Tahulah ia: otot-otot yang perkasa sama sekali tanpa 

daya menghadapi kekuasaan kepala desa. Ia menyerah 

tanpa rela hatinya. Sebelum pergi kepala desa masih 

mengancam: ‘Kau harus menggondol kemenangan itu di 

Tuban Kota nanti. Kembalikan kehormatan Awis Krambil! 

Ia hanya bisa mendeham menerima paksaan kepala desa, 

dan ia harus menggondol kemenangan. 

0o-dw-o0 

 

mandala  sedang menimba sumur asmayat  waktu 

didengarnya teguran seseorang: Ia menengok. Orang itu 

ternyata penantangnya dari desa lain, dikenal bernama 

Boris. Nama lengkapnya Borisrawa, seorang pengejek yang 

tajam menyayat kata-katanya. 

mandala  meletakkan timba dan menghampirinya. Dalam 

segala ukuran Boris kalah dibandingkan nya, namun 

semangatnya untuk menang memancar kemilau pada 

matanya. 

“Kang mandala ,” katanya lagi. “Kau datang lagi ke Tuban 

Kota tahun ini.” 

“Kau juga, Boris.” 

Boris milirik tajam, bibirnya tertarik kejang mengejek: 

“Kau datang untuk menang? Atau untuk kehilangan 

tengkorak ?” 

Darah mandala  tersirap. Sekarang jelas padanya arti 

sindiran-sindiran selama dalam perjalanan dan memuncak 

dalam asmayat  ini. 

Dua masalahnya belum lagi terpecahkan: menang dan 

lepas dari hukuman Sang Adipati. Sekarang gelombang 

sindiran tentang kehilangan tengkorak . Siapa bakal mampu 

merampas kekasih dibandingkan nya kalau bukan punggawa? Ia 

masih dapat mengingat kebencian mayat  arwah  terhadap 

para punggawa – kebencian yang bukan tanpa alasan. Dan 

pesan kepala desa dan anggota-anggota majelisnya untuk 

turun lagi ke gelanggang perlombaan. Ia masih dapat 

mengingat waktu tengkorak  menolak, dan rapat desa diadakan 

dengan terburu-buru. Ia pun masih dapat mengingat 

penutupan perlombaan tahun lalu: semua gadis perbatasan 

diperintahkan menari di pendopo kadipaten. Tak ada 

penduduk desa diperkenankan hadir. Dan lalu  desas-

desus ini mata Sang Adipati tak lepas-lepas dari gadisnya, 

tengkorak . 

“tengkorak , Kang – rupanya kau sudah relakan dia,” 

tetaknya. 

mandala  mencoba tersenyum. Sumbang. Satu dugaan 

telah mendorongnya ke pojok: bukan salah seorang dari 

para punggawa itu, tapi Sang Adipati sendiri bakal 

merampas kekasihnya. 

“Betapa indahnya kehidupan di desa sendiri, ya Kang?” 

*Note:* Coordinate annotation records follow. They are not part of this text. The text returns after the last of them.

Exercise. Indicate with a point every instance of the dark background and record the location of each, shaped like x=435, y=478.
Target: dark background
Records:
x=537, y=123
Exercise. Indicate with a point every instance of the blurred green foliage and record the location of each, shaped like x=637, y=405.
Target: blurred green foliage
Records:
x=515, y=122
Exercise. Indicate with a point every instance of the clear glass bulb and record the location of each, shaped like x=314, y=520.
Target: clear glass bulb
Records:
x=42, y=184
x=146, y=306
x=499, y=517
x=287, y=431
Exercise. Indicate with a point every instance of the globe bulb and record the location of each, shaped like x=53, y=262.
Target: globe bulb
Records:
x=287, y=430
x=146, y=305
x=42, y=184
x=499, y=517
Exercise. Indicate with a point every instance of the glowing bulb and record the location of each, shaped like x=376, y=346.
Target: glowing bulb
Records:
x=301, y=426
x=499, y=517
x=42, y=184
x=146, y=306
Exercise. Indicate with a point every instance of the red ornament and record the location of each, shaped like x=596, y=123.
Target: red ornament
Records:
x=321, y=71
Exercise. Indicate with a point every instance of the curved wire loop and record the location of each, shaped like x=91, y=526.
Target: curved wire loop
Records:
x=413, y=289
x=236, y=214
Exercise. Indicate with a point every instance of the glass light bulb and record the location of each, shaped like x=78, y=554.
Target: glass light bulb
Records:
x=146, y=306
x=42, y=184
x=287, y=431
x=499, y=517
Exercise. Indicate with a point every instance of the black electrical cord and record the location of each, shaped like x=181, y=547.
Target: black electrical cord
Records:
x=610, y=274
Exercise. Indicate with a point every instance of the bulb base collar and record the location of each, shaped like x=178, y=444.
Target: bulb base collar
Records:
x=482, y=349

Boris masih juga mencoba membakar dan menganiaya 

hatinya. 

“Ya,” jawabnya hambar. 

Sebelum kepergian terakhir ke Tuban ia selalu merasa 

bangga melihat pandang pria yang memberahikan 

kekasihnya, pandang wanita yang mengagumi dan 

mencemburui. Seorang pun takkan bakal mampu 

merampas kekasihnya selama otot-otot dan kecekatannya 

masih dapat diandalkannya. Sekarang ia tersedar. kaum 

punggawa, terutama Sang Adipati sendiri bukan sekedar 

gumpalan otot perkasa dan kecekatan menggunakannya. 

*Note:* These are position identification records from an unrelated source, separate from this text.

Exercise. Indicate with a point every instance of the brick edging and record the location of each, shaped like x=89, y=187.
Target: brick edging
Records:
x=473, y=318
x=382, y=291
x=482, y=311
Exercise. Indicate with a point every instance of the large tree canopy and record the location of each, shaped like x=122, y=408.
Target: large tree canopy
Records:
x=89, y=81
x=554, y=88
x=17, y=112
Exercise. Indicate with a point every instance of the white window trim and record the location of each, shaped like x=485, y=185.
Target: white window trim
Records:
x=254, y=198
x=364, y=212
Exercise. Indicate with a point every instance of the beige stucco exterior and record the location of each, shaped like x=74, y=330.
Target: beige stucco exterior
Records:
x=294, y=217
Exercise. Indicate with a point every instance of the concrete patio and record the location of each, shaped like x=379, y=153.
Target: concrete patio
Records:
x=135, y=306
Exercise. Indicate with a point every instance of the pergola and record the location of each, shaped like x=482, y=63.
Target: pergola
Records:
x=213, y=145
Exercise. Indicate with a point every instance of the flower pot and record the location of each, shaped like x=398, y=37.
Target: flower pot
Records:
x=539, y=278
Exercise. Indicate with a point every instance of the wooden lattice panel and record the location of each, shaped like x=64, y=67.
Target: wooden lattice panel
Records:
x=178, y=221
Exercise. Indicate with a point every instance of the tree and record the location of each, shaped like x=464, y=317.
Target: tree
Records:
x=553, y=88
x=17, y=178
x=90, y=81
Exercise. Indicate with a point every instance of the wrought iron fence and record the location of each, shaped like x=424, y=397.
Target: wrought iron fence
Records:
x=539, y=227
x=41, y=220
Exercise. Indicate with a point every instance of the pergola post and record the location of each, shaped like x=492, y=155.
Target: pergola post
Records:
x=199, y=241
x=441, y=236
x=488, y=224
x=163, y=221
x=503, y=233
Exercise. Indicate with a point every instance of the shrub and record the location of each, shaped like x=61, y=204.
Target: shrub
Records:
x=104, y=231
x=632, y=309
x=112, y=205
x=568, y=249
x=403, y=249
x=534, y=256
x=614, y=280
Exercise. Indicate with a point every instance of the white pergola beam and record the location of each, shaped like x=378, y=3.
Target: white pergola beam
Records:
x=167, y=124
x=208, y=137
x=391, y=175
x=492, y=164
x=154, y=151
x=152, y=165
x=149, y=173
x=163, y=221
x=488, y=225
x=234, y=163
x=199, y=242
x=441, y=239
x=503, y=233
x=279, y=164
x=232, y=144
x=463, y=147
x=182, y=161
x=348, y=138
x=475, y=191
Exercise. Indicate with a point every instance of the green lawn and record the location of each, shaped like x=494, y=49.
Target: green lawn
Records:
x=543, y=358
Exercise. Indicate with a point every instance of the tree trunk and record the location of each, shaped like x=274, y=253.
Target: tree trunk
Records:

Jauh lebih dari itu: kekuasaan atas hidup dan mati. 

“Mengapa kau diam saja, kang? Marah barangkali?” 

Begitu dilihatnya mandala  menjatuhkan pandang ke tanah 

basah berbatuan segera ia meneruskan: “Tak ada guna 

marah Kang, percuma. Barangkali hanya aku yang berani 

menyatakan ini terang-terangan padamu. Sekiranya kau 

marah, itu pun beralasan. Aku memang penantangmu. 

Hadapi aku nanti di gelanggang. Jangan di sumur sini.”